Grammatically, there are some open issues, but from a speller point of view they are marginal. Loanword integration is still an issue.

Less work has been done on suggestion, especially for mobile phones.

Report to SDWG

Trond Tr will have a meeting with the project lead on this next week. We discussed the 3 issues of the report:

  1. Anticipated Deliverables and Accomplishments
  2. Anticipated Recommendations
  3. Anticipated Follow-on work.

The report itself will be done jointly with the project lead, but we looked into the following:

Anticipated Deliverables and Accomplishments

This is laid out in the plan (keyboards for relevant platforms, grammatical language models and with that spellcheckers), infrastructure for repeating this for other languages. We will be able to deliver on this.

The largest open issue is one on technical difficulties with integration into various operating systems. We will succeed in delivering most of the promised program + operative system combinations, whether we will be able to deliver all remains to be seen.
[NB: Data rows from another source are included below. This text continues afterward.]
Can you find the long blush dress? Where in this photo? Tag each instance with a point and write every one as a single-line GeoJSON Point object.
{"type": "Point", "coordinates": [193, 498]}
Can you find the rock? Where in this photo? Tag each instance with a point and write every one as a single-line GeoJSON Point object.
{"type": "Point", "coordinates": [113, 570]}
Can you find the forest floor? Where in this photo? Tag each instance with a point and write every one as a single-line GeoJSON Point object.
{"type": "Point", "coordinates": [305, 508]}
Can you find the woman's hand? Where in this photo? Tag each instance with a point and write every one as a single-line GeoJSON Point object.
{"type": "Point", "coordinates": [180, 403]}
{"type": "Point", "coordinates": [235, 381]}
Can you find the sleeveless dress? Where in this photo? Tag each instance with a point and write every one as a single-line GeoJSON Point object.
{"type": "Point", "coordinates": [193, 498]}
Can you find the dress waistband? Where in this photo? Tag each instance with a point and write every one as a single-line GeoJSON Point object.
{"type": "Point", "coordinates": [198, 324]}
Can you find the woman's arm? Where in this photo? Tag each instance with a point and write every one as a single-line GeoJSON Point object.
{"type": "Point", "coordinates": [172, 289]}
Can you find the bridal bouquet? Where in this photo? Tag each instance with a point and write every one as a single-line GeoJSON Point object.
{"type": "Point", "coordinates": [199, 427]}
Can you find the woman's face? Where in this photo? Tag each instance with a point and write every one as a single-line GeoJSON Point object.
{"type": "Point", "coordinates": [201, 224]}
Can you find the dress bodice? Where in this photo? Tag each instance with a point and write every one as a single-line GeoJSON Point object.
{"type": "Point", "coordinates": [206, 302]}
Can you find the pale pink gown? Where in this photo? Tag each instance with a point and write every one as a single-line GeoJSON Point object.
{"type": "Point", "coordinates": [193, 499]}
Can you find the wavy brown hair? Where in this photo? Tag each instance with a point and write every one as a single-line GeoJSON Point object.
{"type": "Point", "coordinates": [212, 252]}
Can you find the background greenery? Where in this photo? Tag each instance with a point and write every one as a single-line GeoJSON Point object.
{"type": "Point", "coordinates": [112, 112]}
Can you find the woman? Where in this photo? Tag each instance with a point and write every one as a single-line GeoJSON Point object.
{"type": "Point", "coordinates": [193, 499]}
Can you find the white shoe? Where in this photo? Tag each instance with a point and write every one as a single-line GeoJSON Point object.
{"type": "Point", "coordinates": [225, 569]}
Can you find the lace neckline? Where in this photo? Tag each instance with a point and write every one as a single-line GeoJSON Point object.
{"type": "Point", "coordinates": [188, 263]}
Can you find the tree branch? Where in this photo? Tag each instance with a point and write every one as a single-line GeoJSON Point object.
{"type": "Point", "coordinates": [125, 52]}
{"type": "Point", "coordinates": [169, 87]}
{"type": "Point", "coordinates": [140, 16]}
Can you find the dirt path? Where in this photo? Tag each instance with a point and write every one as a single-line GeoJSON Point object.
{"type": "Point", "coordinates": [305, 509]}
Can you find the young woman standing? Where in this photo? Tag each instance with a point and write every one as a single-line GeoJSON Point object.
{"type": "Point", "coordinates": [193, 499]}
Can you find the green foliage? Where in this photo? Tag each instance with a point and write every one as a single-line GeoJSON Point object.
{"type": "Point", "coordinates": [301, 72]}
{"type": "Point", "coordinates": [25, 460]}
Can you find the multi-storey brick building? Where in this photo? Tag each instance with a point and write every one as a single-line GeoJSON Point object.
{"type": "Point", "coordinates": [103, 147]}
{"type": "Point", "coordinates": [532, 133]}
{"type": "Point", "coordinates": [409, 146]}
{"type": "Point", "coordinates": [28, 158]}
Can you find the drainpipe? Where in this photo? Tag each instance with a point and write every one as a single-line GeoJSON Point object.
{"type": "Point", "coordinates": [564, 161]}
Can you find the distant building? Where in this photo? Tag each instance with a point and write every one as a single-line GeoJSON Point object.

A third factor is backwards compatibility: We may be able to deliver more on recent versions of the operating systems but less on older systems.

Anticipated Recommendations

The discussion consentrated on implementation issues: How to ensure the programs would be known and available to the key users and the speech community at large.

Anticipated Follow-on work.

For follow-ups we discussed 3 dimensions:

  1. Improve what we have done (improve the spellcheckers)
  2. Extend the work to new domains (e.g. grammar checkers)
  3. Extend the work to new languages.

Improve what we have done (improve the spellcheckers)

Key issues here would be

Even though the spellers will be more than good enough to be helpful, they are still not good enough (if people would have to pay for it they would have filed complaints).

Extend the work to new domains (e.g. grammar checkers)

In general, proofing tools have two target groups: Fluent speakers/writers and learners (revitalisers). For majority languages and even for large minority languages the former group is dominant, whereas especially for indigenous languages the latter group is large and in some cases dominant.

This latter group will, in addition to a spellchecker, need a grammar checker, a program that not only finds typographical errors in words but also find words spelled correctly but used wrong, in the wrong case or person form, etc.

In order to make it possible to use minority languages, dictinary and terminology projects are also important.

(For completeness: A further topic, not mentioned in the meeting, is speech technology, both synthetic speech and speech recognition)

Extend the work to new languages.

We discussed the role of locomotive languages as well as the possibility of extention.

The two languages of this project in essence function as locomotives, showing what is possible for languages with few (Mansi) and very few (Kildin Saami) resources.

The project is still conducted in a neutral and open context (github.com), and can thus be ported to other languages. There are, in fact already grammatical models (of various quality) for several RAIPON languages, e.g. Nenets, Evenki and Chukchi. Also languages for with the grammatical groundwork has been done may be turned into machine-readable grammatical models.

Next meeting

There will not be meetings in September. After that we will have separate meetings in October, but try to get a physical meeting in Helsinki during SAALS for the ones attending there.